Q: I left the military at the end of 2019 after serving for six years. In the summer before I came out, I was involved in an accident when the vehicle I was driving came off the road. It was later proven that the vehicle had not undergone service checks when they were due, and the accident could be attributed to a fault that would have been rectified if the check had been carried out. I did not sustain any serious injuries at the time but during the latter part of this year I began to suffer severe pain that has now been diagnosed as resulting from whiplash. Can I make a claim against the MoD?
A: As is the case with all employers, the Ministry of Defence has a duty of care to provide appropriate training and equipment and a safe place of work. If that duty of care is breached, resulting in injury and subsequent loss, a claim can be brought.
For injuries caused by unsafe or defective equipment, clinical negligence and Post-Traumatic Stress Disorder sustained in training accidents and unsafe practices, victims can bring a civil personal injury claim against the MoD. As this type of claim must be brought within three years, claimants should seek legal advice as soon after an accident or becoming aware of related health problems as possible.

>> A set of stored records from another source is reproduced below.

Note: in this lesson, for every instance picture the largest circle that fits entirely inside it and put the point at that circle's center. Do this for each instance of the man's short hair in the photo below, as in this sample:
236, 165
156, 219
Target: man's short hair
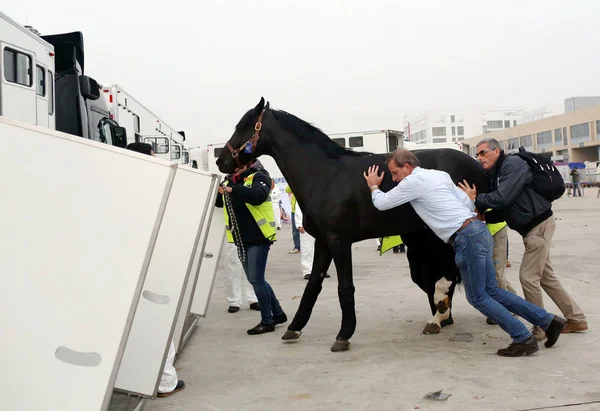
402, 156
491, 142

A civil claim is dealt with very differently to a claim for injuries sustained during an active operation or ongoing combat, as a claim of that nature would have to be channelled through the Armed Forces Compensation Scheme. Further, an AFCS claim must be made within seven years of the injury being sustained, rather than within the three years’ limit of a civil claim. You should make an appointment to see a solicitor who specialises in military claims as a matter of urgency.